Moon probes to go into orbit this weekend

News of science:
NASA's twin GRAIL spacecraft will be placed into orbit around the moon over the New Year weekend, in preparation for their mission to study its composition and gravity field.
GRAIL-A will be placed into orbit at 1:21 pm PST on December 31, with GRAIL-B following the next day at 2:05 pm PST.
Both orbiters will approach the moon from the south, flying near the lunar south pole. A roughly 40-minute insertion burn will place each orbiter into a near-polar, elliptical orbit with a period of 11.5 hours.
"Our team may not get to partake in a traditional New Year's celebration, but I expect seeing our two spacecraft safely in lunar orbit should give us all the excitement and feeling of euphoria anyone in this line of work would ever need," says David Lehman, project manager for GRAIL at NASA's Jet Propulsion Laboratory (JPL).

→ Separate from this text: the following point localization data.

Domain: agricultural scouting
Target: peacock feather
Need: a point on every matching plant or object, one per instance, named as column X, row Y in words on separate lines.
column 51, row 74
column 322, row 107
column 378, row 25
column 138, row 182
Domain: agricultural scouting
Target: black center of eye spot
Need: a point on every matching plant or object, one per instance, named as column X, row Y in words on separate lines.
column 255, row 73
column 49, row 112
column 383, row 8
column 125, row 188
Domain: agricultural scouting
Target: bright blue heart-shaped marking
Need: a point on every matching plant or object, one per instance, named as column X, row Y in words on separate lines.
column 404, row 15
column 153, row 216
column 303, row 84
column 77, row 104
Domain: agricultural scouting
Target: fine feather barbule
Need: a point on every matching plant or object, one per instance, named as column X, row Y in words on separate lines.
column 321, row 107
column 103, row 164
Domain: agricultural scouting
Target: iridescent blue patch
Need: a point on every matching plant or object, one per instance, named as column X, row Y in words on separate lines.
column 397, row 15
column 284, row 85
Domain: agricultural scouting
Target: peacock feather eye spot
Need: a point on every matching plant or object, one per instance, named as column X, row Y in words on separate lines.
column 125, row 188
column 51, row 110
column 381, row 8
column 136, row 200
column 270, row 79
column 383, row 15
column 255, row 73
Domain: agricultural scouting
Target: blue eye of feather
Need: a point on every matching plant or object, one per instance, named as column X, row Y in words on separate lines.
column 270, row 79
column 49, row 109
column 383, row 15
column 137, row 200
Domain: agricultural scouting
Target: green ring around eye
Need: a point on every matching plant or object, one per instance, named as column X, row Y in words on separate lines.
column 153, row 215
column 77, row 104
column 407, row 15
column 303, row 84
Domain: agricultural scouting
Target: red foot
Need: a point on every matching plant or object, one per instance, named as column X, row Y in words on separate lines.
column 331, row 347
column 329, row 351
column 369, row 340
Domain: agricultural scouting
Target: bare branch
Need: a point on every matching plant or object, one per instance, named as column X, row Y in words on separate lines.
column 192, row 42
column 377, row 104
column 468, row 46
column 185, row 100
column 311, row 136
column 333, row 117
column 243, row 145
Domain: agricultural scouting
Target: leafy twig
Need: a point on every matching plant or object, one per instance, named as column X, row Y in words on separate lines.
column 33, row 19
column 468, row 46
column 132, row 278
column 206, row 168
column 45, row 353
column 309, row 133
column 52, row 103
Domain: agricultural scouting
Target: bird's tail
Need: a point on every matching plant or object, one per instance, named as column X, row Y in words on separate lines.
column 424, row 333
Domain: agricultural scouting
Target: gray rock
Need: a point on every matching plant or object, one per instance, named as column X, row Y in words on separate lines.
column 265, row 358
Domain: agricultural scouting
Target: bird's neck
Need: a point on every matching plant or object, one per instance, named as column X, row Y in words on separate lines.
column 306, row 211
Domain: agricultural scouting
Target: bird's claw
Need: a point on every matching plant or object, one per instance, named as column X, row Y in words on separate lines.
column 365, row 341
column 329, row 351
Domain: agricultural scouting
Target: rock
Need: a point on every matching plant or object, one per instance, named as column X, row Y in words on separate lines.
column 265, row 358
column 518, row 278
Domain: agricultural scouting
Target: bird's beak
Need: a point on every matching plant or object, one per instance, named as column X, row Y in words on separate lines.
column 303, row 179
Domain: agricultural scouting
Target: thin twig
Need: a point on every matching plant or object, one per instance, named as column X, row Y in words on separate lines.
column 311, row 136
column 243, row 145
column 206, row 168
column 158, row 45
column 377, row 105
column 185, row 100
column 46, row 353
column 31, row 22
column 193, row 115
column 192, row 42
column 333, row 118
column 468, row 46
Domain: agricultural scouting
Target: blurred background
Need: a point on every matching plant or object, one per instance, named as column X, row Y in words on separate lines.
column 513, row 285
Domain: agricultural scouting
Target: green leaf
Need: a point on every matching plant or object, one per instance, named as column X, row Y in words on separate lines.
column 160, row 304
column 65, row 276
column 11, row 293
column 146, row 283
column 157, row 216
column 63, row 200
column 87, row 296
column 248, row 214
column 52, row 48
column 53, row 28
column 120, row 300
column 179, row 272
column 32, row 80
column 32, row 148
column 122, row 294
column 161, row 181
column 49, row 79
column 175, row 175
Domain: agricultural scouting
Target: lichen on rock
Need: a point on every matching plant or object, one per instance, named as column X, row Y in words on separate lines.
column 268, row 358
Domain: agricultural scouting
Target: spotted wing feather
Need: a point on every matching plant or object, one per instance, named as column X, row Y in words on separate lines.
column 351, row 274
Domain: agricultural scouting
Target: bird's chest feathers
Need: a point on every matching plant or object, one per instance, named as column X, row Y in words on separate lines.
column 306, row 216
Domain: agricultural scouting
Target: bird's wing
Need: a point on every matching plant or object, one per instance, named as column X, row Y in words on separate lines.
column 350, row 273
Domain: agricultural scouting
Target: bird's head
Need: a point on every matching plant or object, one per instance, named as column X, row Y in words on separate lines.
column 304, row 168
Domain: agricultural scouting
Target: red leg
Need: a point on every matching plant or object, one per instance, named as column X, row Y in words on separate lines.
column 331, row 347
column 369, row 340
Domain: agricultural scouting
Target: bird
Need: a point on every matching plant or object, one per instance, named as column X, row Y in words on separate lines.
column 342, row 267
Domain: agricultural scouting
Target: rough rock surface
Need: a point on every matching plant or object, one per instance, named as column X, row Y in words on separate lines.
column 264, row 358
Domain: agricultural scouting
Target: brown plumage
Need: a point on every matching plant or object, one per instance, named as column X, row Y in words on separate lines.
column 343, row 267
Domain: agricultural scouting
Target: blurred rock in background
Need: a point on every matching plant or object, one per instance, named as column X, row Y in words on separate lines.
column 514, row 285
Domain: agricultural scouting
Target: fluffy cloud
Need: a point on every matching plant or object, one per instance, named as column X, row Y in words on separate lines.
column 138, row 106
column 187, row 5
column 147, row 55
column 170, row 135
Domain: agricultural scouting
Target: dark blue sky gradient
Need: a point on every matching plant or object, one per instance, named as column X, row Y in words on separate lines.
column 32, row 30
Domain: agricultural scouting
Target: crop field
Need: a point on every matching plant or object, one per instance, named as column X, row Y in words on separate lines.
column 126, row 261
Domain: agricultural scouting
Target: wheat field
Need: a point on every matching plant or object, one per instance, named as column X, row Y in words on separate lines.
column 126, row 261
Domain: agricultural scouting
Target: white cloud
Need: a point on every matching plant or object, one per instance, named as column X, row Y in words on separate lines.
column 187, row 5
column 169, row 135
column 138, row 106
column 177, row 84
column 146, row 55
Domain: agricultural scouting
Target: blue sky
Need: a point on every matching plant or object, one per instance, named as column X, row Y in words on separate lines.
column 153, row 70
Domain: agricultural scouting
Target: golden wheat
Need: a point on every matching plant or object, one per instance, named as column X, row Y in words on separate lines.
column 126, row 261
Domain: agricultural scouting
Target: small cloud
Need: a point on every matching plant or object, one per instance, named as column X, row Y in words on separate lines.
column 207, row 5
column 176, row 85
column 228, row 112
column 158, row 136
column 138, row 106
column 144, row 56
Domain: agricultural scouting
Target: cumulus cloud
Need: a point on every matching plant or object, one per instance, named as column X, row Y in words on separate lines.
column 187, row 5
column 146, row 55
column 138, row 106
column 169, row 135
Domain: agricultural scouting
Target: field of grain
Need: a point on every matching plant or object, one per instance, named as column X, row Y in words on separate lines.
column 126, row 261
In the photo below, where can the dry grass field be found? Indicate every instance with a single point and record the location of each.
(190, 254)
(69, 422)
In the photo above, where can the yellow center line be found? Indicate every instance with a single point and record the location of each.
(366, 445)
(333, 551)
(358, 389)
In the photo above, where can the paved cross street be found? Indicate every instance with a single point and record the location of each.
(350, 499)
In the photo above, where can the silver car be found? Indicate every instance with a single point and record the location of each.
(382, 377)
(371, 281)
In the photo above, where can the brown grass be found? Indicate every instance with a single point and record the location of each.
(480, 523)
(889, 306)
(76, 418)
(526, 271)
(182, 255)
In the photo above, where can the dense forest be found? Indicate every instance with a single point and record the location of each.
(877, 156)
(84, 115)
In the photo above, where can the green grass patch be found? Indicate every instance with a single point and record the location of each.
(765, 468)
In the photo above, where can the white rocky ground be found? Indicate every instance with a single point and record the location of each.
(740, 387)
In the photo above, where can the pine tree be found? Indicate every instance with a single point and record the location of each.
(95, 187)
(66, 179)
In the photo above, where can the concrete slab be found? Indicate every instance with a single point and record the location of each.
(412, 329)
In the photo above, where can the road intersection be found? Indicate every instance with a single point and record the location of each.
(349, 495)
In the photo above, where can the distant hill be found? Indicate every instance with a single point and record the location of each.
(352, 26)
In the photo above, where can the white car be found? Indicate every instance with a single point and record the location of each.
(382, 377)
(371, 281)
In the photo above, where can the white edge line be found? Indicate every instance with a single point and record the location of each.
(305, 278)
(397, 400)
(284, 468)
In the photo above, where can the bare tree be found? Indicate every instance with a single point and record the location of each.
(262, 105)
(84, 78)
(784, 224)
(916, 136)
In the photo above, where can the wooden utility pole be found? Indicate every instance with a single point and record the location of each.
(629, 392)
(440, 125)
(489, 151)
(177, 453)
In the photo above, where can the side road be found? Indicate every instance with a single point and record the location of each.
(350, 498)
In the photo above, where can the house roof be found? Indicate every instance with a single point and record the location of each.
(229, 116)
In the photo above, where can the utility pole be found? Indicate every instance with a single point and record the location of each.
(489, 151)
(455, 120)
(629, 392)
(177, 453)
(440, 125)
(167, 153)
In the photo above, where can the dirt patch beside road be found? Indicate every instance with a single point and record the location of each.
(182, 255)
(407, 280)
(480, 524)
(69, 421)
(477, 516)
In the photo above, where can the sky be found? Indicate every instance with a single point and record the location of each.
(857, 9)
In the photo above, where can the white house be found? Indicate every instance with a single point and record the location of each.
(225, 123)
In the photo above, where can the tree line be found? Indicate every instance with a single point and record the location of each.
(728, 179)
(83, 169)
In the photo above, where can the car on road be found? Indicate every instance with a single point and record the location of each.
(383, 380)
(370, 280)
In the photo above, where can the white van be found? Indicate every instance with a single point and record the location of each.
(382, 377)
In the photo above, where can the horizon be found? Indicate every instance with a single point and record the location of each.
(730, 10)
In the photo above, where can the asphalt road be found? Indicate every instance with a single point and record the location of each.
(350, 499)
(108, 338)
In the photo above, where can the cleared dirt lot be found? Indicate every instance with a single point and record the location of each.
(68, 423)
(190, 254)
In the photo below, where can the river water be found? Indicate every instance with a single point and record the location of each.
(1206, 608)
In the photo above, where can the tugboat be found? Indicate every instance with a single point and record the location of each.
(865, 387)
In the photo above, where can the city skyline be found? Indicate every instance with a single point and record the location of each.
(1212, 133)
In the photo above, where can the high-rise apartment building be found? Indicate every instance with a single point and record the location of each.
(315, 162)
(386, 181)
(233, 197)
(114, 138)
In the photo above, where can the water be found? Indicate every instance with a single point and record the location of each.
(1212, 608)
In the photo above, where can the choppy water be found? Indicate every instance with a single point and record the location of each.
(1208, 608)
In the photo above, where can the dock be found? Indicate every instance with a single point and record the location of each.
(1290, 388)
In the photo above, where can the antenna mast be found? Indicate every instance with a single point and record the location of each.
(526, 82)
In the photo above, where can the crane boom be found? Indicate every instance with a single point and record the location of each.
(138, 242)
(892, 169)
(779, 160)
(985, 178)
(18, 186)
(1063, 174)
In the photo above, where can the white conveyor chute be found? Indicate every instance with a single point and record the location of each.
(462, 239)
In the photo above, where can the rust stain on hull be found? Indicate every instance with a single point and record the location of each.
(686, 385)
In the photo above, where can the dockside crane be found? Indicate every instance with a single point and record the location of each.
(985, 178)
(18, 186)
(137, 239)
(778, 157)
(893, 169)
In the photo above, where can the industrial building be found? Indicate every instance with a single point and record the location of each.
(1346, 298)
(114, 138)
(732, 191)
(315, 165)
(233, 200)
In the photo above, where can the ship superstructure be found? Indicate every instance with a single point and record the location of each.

Over the next few weeks, a series of burns will cut this orbital period down to just under two hours.
"This mission will rewrite the textbooks on the evolution of the moon," says Maria Zuber, GRAIL principal investigator from MIT.
"Our two spacecraft are operating so well during their journey that we have performed a full test of our science instrument and confirmed the performance required to meet our science objectives."
The probes have taken the long way round to reach the moon. Rather than the three-day trip the Apollo crews experienced, the GRAIL ships have taken some three months and covered more than 2.5 million miles.
When the science phase of the mission begins in March 2012, the two GRAILs will be in a near-polar, near-circular orbit about 34 miles above the surface.
The two spacecraft will transmit radio signals precisely defining the distance between them as they orbit the moon. As they fly over areas of greater and lesser gravity, caused both by visible features such as mountains and craters and by masses hidden beneath the lunar surface, they will move slightly toward and away from each other.
An instrument aboard each spacecraft will measure the changes in their relative velocity very precisely, and the data will be used to produce a high-resolution map of the moon's gravitational field.